Investors got a sneak peek at Friday's official government jobs report with the ADP private payrolls report this morning. In February, private companies added a net 139,000 jobs according to the payrolls processor, and the prior month's figure was revised down to 127,000 from 175,000; economists had expected a net gain of 155,000 in February. The February national ISM services index showed a surprising drop to 51.6 after 54.0 in the month prior. The economists' estimate had been for 53.5. The most troubling part of the report was the employment component, which contracted after 25 straight months of expansion.

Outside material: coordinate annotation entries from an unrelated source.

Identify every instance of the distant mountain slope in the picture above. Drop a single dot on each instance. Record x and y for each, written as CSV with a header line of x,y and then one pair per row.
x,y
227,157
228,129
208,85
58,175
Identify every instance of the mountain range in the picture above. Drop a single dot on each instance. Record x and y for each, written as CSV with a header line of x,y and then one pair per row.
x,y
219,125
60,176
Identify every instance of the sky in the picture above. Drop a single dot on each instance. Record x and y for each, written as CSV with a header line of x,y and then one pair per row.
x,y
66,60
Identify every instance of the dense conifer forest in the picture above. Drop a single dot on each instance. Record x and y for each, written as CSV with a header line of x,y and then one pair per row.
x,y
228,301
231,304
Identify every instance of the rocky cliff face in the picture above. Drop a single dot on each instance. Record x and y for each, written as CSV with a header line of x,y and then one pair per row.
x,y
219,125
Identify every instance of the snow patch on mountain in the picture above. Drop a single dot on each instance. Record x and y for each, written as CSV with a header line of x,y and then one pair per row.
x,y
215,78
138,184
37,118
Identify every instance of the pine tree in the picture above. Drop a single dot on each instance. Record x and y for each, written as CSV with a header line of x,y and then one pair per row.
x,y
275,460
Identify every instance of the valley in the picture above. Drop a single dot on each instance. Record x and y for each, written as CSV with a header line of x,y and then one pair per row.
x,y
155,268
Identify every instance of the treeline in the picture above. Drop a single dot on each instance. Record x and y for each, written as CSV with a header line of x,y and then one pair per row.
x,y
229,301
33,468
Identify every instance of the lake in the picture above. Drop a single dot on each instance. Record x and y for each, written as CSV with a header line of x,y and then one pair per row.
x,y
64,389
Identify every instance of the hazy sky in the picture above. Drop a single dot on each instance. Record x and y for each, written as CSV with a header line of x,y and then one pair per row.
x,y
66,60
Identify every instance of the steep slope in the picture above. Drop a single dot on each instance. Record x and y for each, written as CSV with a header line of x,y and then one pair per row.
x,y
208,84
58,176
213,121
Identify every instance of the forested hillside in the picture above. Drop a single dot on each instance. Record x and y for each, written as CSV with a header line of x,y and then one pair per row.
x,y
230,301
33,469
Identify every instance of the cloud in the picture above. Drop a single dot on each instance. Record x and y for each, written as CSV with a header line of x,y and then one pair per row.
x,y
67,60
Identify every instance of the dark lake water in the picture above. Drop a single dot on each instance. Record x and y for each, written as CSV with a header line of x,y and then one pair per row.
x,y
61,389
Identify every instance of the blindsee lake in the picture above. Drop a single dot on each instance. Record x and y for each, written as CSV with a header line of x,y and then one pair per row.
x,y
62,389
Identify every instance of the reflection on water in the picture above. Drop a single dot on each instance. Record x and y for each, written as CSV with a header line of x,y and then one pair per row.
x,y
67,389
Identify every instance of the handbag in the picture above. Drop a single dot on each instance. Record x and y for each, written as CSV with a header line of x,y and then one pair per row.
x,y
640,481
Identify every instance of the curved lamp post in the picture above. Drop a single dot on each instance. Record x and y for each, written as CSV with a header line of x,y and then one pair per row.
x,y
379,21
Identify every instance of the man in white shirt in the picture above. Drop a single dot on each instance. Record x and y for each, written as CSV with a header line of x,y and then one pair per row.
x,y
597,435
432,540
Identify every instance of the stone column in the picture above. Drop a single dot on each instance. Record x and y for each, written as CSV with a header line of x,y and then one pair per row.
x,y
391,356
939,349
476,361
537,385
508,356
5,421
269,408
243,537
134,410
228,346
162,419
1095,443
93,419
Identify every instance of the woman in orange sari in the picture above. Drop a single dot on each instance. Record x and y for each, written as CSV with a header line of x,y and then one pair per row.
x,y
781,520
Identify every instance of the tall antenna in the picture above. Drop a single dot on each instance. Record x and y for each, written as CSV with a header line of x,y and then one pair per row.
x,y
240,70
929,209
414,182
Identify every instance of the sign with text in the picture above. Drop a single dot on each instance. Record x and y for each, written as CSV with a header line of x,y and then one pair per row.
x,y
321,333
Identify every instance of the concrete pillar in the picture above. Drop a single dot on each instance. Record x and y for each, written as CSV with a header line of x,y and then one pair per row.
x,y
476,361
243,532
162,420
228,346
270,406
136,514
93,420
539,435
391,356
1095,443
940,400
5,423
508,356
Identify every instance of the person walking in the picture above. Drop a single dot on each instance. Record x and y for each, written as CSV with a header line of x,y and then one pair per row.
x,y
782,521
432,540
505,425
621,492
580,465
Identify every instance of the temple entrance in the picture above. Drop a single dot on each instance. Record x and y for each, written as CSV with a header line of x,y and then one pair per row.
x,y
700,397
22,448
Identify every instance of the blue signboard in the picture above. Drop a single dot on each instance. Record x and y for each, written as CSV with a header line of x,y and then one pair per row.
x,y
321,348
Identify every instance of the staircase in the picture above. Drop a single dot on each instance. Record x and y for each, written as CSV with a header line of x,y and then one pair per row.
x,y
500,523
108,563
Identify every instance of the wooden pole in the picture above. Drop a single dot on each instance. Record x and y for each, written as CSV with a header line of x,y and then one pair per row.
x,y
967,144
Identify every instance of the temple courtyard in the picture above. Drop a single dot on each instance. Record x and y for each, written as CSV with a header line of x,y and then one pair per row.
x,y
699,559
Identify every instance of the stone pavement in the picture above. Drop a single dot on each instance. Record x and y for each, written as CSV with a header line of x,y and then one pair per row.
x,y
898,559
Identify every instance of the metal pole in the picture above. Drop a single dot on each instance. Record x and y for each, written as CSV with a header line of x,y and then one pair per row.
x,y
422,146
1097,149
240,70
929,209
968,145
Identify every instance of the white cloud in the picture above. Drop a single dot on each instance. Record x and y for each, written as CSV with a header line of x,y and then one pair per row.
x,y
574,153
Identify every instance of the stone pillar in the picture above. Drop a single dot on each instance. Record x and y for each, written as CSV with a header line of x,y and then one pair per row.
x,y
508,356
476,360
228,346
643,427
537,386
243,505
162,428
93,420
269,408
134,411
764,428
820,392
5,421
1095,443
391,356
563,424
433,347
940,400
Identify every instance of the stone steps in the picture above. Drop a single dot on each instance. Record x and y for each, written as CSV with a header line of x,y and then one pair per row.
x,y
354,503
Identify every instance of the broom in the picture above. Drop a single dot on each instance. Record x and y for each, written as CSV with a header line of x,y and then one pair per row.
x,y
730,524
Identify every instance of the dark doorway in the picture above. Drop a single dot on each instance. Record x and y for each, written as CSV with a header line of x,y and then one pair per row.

US equities digested yesterday's outsized gains in today's session, meandering sideways for much of the day. Volumes remained on the lighter side, with only 3.16 billion shares trading on the NYSE composite vs the 3.32 billion 15-day average. Energy-sector stocks were the worst performer in the S&P 500 (INDEXSP:.INX) thanks to a 2% decline in crude oil and a 3% drop in natural gas.
The Fed's Beige Book, an overview of economic activity in its 12 districts for the last six weeks, was released this afternoon. Business contacts in the survey saw the economy continuing to grow despite the harsh winter weather. Most of the districts in the Northeast and Midwest noted slowdowns in retail sales growth and manufacturing activity.
Tomorrow's Financial Outlook
The last piece of jobs data before Friday's government payrolls report, last week's jobless claims, is scheduled to be reported tomorrow morning. Economists estimate that claims will fall to 336,000 from 348,000 in the week prior, near the 338,300 four-week moving average. Also scheduled to be reported is January factory orders.
The main highlight tomorrow is the ECB's monthly rate decision. Due to softening inflation over the last six months, many market participants expect the ECB to act to ease money market conditions. Recent commentary has indicated that the central bank intends to cease its policy of sterilizing its Securities Markets Programme (SMP) bond holdings, which would add back about $240 billion in cash to the European financial system. Other potential avenues are long-term loans to European financial companies or a cut to one of the ECB's policy rates.
Tomorrow marks the busiest day of the week in terms of earnings reports. Notable companies scheduled to report includes Joy Global (NYSE:JOY), Costco (NASDAQ:COST), Staples (NASDAQ:SPLS), Ciena (NYSE:CIEN), H&R Block (NYSE:HRB), Finisar (NASDAQ:FNSR), Kroger (NYSE:KR), and The Fresh Market (NASDAQ:TFM).